Factors to Consider Before Investing

Before investing, there are several factors one should check, some of them are as mentioned below-

  • Make your objectives clear: As mentioned above, some questions must be asked to know where you stand in the investment world. Things like short-term or long-term financial goals and current financial status must be analysed carefully before investing.

  • Medium of investing: The medium of investing should be safe and not end up being a scam. There are numerous “get rich quick” schemes going on in the market that should not be easily trusted. One should always cautiously invest their money through a reliable and trusted medium.

  • Learn and have patience: Investing requires patience, not just buying and selling stocks. But also gathering knowledge about the market or schemes. Without any knowledge, market-based investing becomes the same as gambling.

Investments and Risk

Higher returns generally come with higher risks, and vice versa for smaller returns. Risks in a long-term investment are lower as compared to short-term ones. Investments with no risks are generally opted for by the higher-age population closer to retirement as they prefer investing the majority of their money in fixed-return plans.

In the stock market, having a diverse portfolio reduces risk. The growing stocks of companies are considered the most risky, but they can provide very high returns if they do well. On the other hand, some companies act like anchors in the stock market by maintaining a steady and optimal growth rate.

Difference Between Savings and Investment

Though the terms “savings” and “investment” may look similar, their concepts are very different.

  • Savings: Savings is the money one accumulates over time by keeping aside some portion of his/her income. The purpose of savings can be anything, such as buying a gadget, a vehicle, or funding a vacation. Savings are wealth generated from work and not wealth itself.

  • Investment: It is the allocation of wealth in a place where it can grow over time, convenient to the investor’s needs.
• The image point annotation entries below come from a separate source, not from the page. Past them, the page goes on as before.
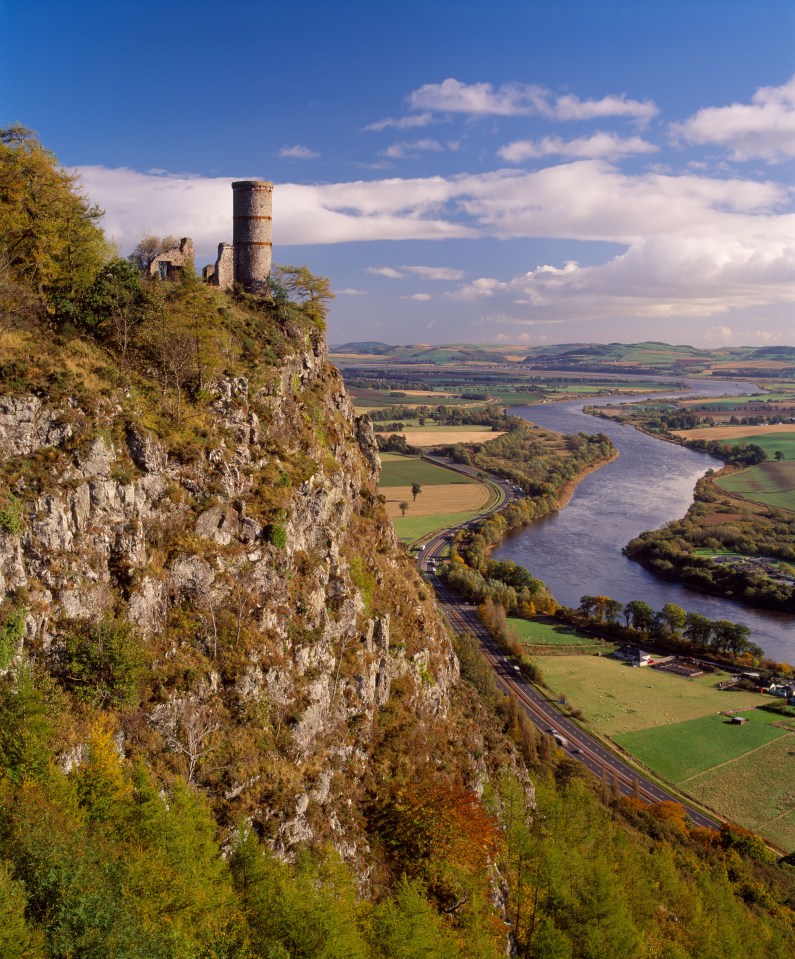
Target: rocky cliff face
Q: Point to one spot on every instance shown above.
(274, 606)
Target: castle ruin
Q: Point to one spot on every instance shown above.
(247, 260)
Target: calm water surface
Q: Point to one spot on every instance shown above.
(578, 550)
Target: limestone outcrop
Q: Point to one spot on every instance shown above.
(265, 564)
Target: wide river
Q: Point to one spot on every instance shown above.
(578, 550)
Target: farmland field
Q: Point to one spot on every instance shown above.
(433, 500)
(770, 483)
(435, 436)
(397, 470)
(447, 498)
(756, 790)
(682, 751)
(748, 434)
(536, 632)
(411, 528)
(617, 699)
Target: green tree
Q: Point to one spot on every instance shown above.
(698, 629)
(101, 663)
(115, 305)
(313, 293)
(408, 927)
(17, 939)
(673, 617)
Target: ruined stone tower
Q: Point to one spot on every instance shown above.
(252, 232)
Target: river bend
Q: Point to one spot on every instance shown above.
(578, 549)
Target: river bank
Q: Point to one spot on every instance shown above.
(578, 549)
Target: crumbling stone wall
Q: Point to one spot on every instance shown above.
(252, 236)
(167, 265)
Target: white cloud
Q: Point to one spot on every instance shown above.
(570, 107)
(411, 148)
(298, 152)
(388, 271)
(607, 146)
(522, 99)
(401, 123)
(453, 96)
(692, 245)
(762, 129)
(436, 272)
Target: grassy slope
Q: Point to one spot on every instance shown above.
(617, 699)
(397, 470)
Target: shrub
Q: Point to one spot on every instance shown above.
(11, 632)
(277, 535)
(11, 518)
(101, 663)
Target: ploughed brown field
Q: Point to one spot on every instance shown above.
(446, 437)
(442, 498)
(735, 432)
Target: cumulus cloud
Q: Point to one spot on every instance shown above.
(388, 271)
(659, 277)
(436, 272)
(570, 107)
(523, 99)
(762, 129)
(693, 245)
(298, 152)
(607, 146)
(453, 96)
(401, 123)
(201, 207)
(411, 148)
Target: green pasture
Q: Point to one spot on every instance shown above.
(682, 751)
(536, 632)
(770, 442)
(398, 470)
(617, 699)
(755, 790)
(411, 528)
(771, 483)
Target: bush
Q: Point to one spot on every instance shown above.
(11, 518)
(11, 632)
(101, 663)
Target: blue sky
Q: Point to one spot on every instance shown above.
(518, 172)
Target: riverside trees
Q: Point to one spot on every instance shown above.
(672, 626)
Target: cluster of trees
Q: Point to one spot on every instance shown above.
(580, 886)
(510, 586)
(56, 266)
(540, 463)
(753, 531)
(747, 454)
(542, 469)
(671, 625)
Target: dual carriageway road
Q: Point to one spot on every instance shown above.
(577, 743)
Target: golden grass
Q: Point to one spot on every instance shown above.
(444, 498)
(446, 437)
(751, 364)
(734, 432)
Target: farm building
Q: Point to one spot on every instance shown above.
(634, 656)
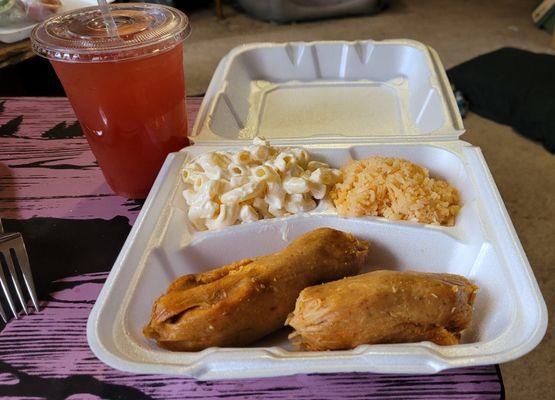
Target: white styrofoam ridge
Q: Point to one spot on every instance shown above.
(323, 91)
(509, 319)
(398, 103)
Its purpose can be greater than savings, such as future plans like building a house, buying property, medical emergencies, and so on.

Savings

Investments

It is an accumulation of self-earned wealth over time by separating it from the rest of the expenditures.
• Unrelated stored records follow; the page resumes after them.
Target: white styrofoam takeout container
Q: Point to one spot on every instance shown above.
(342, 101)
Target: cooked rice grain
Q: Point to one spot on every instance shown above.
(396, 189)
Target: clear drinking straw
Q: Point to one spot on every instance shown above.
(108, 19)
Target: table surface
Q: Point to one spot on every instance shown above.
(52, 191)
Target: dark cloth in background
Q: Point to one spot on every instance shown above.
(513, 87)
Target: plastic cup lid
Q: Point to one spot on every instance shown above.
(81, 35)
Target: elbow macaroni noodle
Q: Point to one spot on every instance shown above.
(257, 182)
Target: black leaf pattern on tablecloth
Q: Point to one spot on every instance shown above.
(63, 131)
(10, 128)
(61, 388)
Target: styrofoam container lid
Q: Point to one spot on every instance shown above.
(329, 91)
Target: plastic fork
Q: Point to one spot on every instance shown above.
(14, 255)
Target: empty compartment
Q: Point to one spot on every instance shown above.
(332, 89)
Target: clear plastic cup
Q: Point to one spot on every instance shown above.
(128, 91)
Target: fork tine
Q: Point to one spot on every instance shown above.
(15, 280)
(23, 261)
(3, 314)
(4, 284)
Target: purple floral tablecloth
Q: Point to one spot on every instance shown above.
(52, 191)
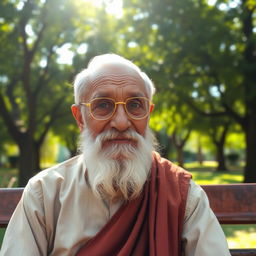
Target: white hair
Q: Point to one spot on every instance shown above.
(82, 81)
(108, 174)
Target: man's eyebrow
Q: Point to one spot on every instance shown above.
(101, 95)
(136, 94)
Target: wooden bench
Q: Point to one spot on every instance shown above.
(232, 204)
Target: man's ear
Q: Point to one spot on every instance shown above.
(78, 116)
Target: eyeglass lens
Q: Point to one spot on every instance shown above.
(135, 107)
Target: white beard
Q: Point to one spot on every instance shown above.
(119, 169)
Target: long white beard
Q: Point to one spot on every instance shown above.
(119, 169)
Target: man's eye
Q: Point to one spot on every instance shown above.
(135, 104)
(103, 104)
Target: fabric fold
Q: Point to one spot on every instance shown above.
(150, 224)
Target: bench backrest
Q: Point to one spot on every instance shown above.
(232, 204)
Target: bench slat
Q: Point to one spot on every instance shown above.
(232, 204)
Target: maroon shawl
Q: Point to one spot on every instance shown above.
(152, 223)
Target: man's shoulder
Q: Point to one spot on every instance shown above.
(63, 172)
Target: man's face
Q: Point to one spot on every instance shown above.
(119, 82)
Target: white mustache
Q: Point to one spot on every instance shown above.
(113, 134)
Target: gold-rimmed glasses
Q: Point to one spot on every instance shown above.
(104, 108)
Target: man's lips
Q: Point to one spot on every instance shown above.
(120, 141)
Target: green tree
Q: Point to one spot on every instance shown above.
(32, 82)
(206, 54)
It is the allocation of wealth to various plans and giving it time to grow.

It has no risk.

It contains risk

It cannot grow but rather lose value due to inflation.
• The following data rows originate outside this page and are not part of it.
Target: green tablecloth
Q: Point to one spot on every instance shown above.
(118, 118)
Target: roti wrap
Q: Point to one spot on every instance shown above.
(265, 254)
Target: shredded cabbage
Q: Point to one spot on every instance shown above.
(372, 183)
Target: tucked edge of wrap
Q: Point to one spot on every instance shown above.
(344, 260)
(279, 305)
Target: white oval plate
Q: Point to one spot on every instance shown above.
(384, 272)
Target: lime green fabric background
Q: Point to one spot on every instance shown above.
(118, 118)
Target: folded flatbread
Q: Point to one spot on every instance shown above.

It has the potential to grow and decline and can counter inflation.

Its purposes are generally small and not significant.

It serves greater purposes with greater expectations.

Examples can include a savings bank account, savings jar, etc.

Examples are Fixed Deposits, Gold, Stocks, Real estate, Mutual funds, etc.

Conclusion

From childhood, most of us learn about various subjects but not the financial aspects of this world. Investing is one such aspect that should be an income option for every adult. The power of investing lies within its principles, the right choices, and utilising opportunities. Now that you know about it, why not try it out? It is always better to invest at an early age as there will be time to fix your mistakes and get success.